The US dollar has bounced back smartly from the disappointing Q2 GDP data and initial jobless claims. The stronger than expected Chicago PMI, a Q3 report, helped. There has also been a pullback in oil and a recovery in equities.
The seems to be a subtle shift in market behavior. The short-term market seems more inclined to buy dollar pullbacks rather than sell rallies as previously seemed to be the case.
The euro pushed through the resistance levels identified yesterday but has seen retreated back well below the 100-day moving average and retracement objectives. Sterling also rose through upper end of the resistance band we identified at $1.9870-$1.9910, but has also come off sharply and is now lower on the day. A break of yesterday’s low, at a distant $1.9746 would be a very bearish developments.

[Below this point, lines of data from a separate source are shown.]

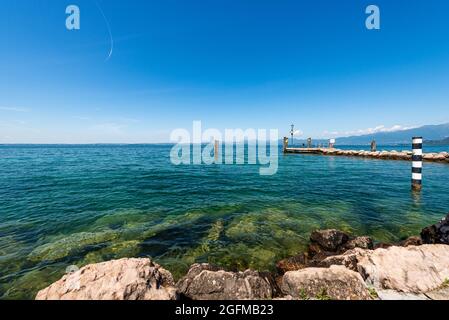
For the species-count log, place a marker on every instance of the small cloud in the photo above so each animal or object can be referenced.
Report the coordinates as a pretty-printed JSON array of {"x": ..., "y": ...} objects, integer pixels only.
[
  {"x": 362, "y": 132},
  {"x": 14, "y": 109},
  {"x": 81, "y": 118}
]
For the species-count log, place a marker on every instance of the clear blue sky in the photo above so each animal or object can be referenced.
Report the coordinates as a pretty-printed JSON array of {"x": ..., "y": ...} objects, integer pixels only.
[{"x": 230, "y": 64}]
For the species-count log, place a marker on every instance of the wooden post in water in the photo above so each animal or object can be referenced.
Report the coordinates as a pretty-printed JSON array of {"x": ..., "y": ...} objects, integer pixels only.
[
  {"x": 285, "y": 144},
  {"x": 417, "y": 163},
  {"x": 216, "y": 150}
]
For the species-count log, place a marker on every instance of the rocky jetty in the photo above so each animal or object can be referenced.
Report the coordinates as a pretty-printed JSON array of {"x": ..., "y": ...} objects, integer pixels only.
[
  {"x": 386, "y": 155},
  {"x": 335, "y": 266}
]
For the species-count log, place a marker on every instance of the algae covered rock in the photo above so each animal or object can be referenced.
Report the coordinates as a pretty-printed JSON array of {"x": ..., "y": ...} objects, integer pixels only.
[
  {"x": 206, "y": 282},
  {"x": 334, "y": 283},
  {"x": 125, "y": 279},
  {"x": 71, "y": 244},
  {"x": 329, "y": 239},
  {"x": 437, "y": 233}
]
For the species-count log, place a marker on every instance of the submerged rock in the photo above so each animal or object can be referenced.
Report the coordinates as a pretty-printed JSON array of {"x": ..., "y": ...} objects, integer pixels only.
[
  {"x": 437, "y": 233},
  {"x": 206, "y": 282},
  {"x": 297, "y": 262},
  {"x": 70, "y": 245},
  {"x": 336, "y": 283},
  {"x": 411, "y": 241},
  {"x": 330, "y": 239},
  {"x": 125, "y": 279},
  {"x": 359, "y": 242}
]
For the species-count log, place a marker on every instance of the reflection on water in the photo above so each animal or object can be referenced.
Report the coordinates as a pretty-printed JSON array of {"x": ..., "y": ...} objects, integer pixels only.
[{"x": 75, "y": 205}]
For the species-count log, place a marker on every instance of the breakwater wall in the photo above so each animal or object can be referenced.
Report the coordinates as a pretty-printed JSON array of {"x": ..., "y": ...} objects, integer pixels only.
[{"x": 442, "y": 157}]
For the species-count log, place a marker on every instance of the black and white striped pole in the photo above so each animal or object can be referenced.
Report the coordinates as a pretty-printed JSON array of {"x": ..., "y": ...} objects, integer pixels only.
[{"x": 417, "y": 163}]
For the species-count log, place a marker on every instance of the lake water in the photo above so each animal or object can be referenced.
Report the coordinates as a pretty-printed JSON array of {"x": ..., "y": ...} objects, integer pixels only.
[{"x": 74, "y": 205}]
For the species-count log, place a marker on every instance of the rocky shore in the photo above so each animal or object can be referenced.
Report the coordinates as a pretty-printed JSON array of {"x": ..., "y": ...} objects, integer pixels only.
[
  {"x": 387, "y": 155},
  {"x": 336, "y": 266}
]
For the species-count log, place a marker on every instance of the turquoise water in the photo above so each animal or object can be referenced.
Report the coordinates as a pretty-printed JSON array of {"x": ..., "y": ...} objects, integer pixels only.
[{"x": 65, "y": 205}]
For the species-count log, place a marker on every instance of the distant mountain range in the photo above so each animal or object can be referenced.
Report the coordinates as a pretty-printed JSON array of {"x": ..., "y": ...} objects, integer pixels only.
[
  {"x": 429, "y": 132},
  {"x": 432, "y": 134},
  {"x": 444, "y": 142}
]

The dollar briefly traded below JPY107.75 support, but has since bounced back to resurface above JPY108. The week’s range: JPY107.35-JPY108.35 continues to confine prices.

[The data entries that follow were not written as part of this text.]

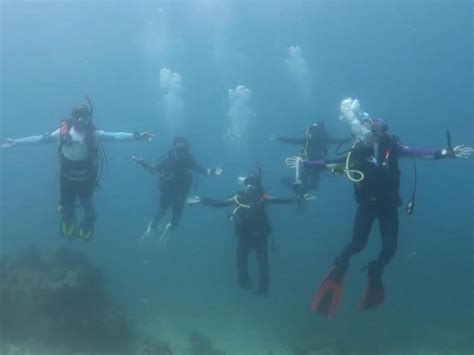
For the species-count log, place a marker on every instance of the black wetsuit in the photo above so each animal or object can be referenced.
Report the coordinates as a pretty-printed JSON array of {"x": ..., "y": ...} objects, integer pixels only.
[
  {"x": 78, "y": 179},
  {"x": 315, "y": 148},
  {"x": 378, "y": 198},
  {"x": 175, "y": 180},
  {"x": 252, "y": 228}
]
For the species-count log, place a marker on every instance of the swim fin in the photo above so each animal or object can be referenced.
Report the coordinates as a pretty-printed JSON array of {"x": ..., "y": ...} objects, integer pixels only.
[
  {"x": 374, "y": 294},
  {"x": 67, "y": 228},
  {"x": 86, "y": 229},
  {"x": 329, "y": 294}
]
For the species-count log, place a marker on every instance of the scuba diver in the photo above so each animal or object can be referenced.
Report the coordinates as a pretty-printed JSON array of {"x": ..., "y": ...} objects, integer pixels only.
[
  {"x": 175, "y": 179},
  {"x": 314, "y": 146},
  {"x": 80, "y": 159},
  {"x": 251, "y": 226},
  {"x": 372, "y": 164}
]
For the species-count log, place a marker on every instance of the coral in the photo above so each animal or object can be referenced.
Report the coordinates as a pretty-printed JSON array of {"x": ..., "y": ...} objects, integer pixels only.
[
  {"x": 59, "y": 301},
  {"x": 154, "y": 347},
  {"x": 202, "y": 345}
]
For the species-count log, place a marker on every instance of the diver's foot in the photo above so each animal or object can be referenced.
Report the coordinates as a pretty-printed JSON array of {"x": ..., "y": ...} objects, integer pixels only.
[
  {"x": 245, "y": 283},
  {"x": 86, "y": 229},
  {"x": 327, "y": 297},
  {"x": 374, "y": 294},
  {"x": 262, "y": 291},
  {"x": 67, "y": 228},
  {"x": 163, "y": 241},
  {"x": 150, "y": 230}
]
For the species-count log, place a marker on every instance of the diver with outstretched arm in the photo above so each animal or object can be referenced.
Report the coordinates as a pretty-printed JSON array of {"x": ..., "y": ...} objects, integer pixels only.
[
  {"x": 251, "y": 226},
  {"x": 80, "y": 155},
  {"x": 314, "y": 146},
  {"x": 175, "y": 179},
  {"x": 372, "y": 164}
]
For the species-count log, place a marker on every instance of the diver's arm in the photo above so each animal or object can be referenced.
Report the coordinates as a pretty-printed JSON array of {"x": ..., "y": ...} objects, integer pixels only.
[
  {"x": 218, "y": 203},
  {"x": 293, "y": 141},
  {"x": 335, "y": 141},
  {"x": 104, "y": 136},
  {"x": 147, "y": 166},
  {"x": 405, "y": 151},
  {"x": 459, "y": 151},
  {"x": 42, "y": 138},
  {"x": 205, "y": 171},
  {"x": 281, "y": 200}
]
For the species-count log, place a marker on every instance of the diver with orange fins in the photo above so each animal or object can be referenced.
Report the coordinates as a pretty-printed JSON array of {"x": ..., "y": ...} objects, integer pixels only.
[{"x": 372, "y": 164}]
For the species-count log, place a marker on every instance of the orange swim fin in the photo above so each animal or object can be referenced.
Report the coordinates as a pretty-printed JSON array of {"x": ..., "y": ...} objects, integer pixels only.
[{"x": 329, "y": 293}]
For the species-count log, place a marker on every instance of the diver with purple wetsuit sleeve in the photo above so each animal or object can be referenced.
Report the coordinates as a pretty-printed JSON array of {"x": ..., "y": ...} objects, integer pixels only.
[{"x": 372, "y": 164}]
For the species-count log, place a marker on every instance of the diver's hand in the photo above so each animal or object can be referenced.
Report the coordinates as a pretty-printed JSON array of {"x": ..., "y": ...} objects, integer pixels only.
[
  {"x": 294, "y": 162},
  {"x": 335, "y": 168},
  {"x": 8, "y": 143},
  {"x": 193, "y": 199},
  {"x": 137, "y": 160},
  {"x": 144, "y": 136},
  {"x": 462, "y": 151},
  {"x": 309, "y": 197}
]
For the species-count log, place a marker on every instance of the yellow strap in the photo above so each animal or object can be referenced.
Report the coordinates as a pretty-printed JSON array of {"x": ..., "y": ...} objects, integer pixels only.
[
  {"x": 240, "y": 204},
  {"x": 350, "y": 173}
]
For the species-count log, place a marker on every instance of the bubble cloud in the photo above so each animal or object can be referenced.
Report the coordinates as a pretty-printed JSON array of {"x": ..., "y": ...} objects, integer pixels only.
[
  {"x": 241, "y": 116},
  {"x": 172, "y": 102},
  {"x": 298, "y": 69}
]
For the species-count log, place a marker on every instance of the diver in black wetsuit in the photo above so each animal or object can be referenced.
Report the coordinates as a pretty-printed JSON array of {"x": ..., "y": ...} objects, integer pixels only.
[
  {"x": 372, "y": 164},
  {"x": 251, "y": 226},
  {"x": 314, "y": 146},
  {"x": 175, "y": 180}
]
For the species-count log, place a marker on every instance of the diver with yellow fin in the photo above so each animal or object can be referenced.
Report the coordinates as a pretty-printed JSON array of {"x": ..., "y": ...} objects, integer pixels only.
[
  {"x": 81, "y": 156},
  {"x": 372, "y": 165}
]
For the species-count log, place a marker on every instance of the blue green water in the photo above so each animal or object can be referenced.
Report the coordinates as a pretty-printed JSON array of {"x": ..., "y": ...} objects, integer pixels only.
[{"x": 410, "y": 63}]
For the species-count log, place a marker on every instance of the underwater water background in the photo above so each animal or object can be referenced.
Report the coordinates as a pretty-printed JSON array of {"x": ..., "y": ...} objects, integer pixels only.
[{"x": 410, "y": 63}]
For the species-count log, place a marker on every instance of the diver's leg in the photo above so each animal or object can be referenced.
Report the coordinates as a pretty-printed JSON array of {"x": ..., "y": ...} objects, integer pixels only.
[
  {"x": 312, "y": 180},
  {"x": 86, "y": 192},
  {"x": 261, "y": 249},
  {"x": 374, "y": 293},
  {"x": 177, "y": 209},
  {"x": 388, "y": 223},
  {"x": 243, "y": 250},
  {"x": 363, "y": 221},
  {"x": 163, "y": 205},
  {"x": 67, "y": 198}
]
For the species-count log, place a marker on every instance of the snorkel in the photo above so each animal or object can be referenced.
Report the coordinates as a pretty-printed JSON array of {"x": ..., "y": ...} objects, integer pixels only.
[
  {"x": 82, "y": 115},
  {"x": 352, "y": 114}
]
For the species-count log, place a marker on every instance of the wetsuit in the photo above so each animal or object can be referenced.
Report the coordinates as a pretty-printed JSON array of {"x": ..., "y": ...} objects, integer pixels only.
[
  {"x": 78, "y": 160},
  {"x": 252, "y": 228},
  {"x": 315, "y": 148},
  {"x": 377, "y": 194},
  {"x": 175, "y": 180}
]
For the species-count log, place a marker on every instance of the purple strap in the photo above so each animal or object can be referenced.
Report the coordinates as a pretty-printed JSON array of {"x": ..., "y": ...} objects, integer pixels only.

Still, it is important to keep in mind that the week’s event risks have not passed. Tomorrow sees the US employment data and euro-zone PMI. Medium and longer term investors need not reach some major conclusion about the price action and underlying trend today. That said, our reading of the technical and fundamental factors point to a potentially significant shift in sentiment in the dollar’s favor.